When I start writing my book reviews I'll be covering both of those books for sure. (Choose yourself is damn good too!)

I tended to buy most of what James Altucher wrote, especially because his books tend to be cheap.
Read the "Choose yourself" one, treasure trove of new filters to put on the future of work.
The one by his (ex? dunno) - wife was just OK, because it was cheap I wasn't disappointed. Some good info in there and helpful examples.

Lately I start getting pushy investment advice mails from his newsletter, so kind of off putting. He's a bit bi polar it seems, great upswings and then really downwards (which he then makes money of writing about the excruciatingly stupid stuff he did)

Anyway glad I did not have to try his mistakes myself... from that angle it makes his stuff more believable and authentic than most of the rah rah "Look at me" success authors who all have a polished origin story "Started out with nothing after graduating from Harvard"- type stuff...

Tim Ferriss is borderline there, that's where he started at but he has definitely grown and learned lot. 4 hour work week has it's value but I agree the "war stories" are at times abit chewy.

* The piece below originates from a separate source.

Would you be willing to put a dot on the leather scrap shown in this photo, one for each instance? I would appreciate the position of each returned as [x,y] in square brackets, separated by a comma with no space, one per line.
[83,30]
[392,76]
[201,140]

I think he's the first to admit he is a middling writer trying to improve...
Anyway, I read it in 2010 after I already made up my mind to go backpack for a year. The thought principles in the beginning really matched my own (the mini retirement etc.)
In my year on the road I never applied the business stuff, still kicking myself because there are definitely people who are living the 4 hour workweek. I met many!
I find many of the concepts of his book stuck with me so I rate it highly. Come to think of it I have not had a 9-5 job since reading it and am pretty location independent. Coincidence? I think not....

His podcast is truly worldclass. Very eclectic guests, I try most of them although some guests are not in my sphere of interest, even then I walk away with interesting stuff.
I especially like his interviews with the obscure scientist etc, the famous ones are entertaining but more snack food although he comes from a very different angle: the Arnold Schwarzenegger one was surprisingly good.

Fantastic interview with Ricardo Semler (SEMCO) Josh Waitzkin, which turned me on to his "The art of learning" you mentioned in another reply. That one I enjoyed as an audiobook and seemed profound at the time but I have not really internalised it. It did not really stick with me...

Scott Adams' book is a weird one, I think it came a bit ahead of it's time as his books tend to do. But it definitely has legs, I'd give it 2 years and everyone will be talking about that one... very useful strategies to deal with an uncertain world and understanding your own mental processes. (he is going to be a pretty big Youtube and Periscope starr and whatever else he wants to)

Fascinating to se him deploy his system over time. At the moment he is having fun with winding people up with Trump stuff, but once in a while there is a true gem Check this out, great for Steemit.com writing (although I need to watch and apply it more myself)

You're right about Altucher's books, they are usually well priced and you can always find something in there to make them worth the purchase.

I agree about his newsletter too, I gave up on that a while back. (I'm guessing you've seen the weird presentation videos to an audience of nobody? That's just odd to me lol).

I might have to give 4HWW another go if you managed to get something out of it. I've got "Tools of Titans" (his latest one) on my to-read list too. I haven't listened to too much of his podcast either, so might have to do more of that.

Good point on the Art of Learning, I think if it was a shorter book with the key bits only and less backstory it could have been more "sticky".

I think Scott calls releasing things earlier than they are ready as having "built in timers". He could just be great at spotting where things are heading though, and trying to put a bit more spin on things. ;-)

I might drop a comment on his blog, or twitter and see if he'll join steemit, that'd be interesting. :-)

I just watched that video the other day btw! XD

Very good advice for sure. I also need to rewatch it to make more of it stick. In fact, I'll probably watch it again after I've hit the "post" button.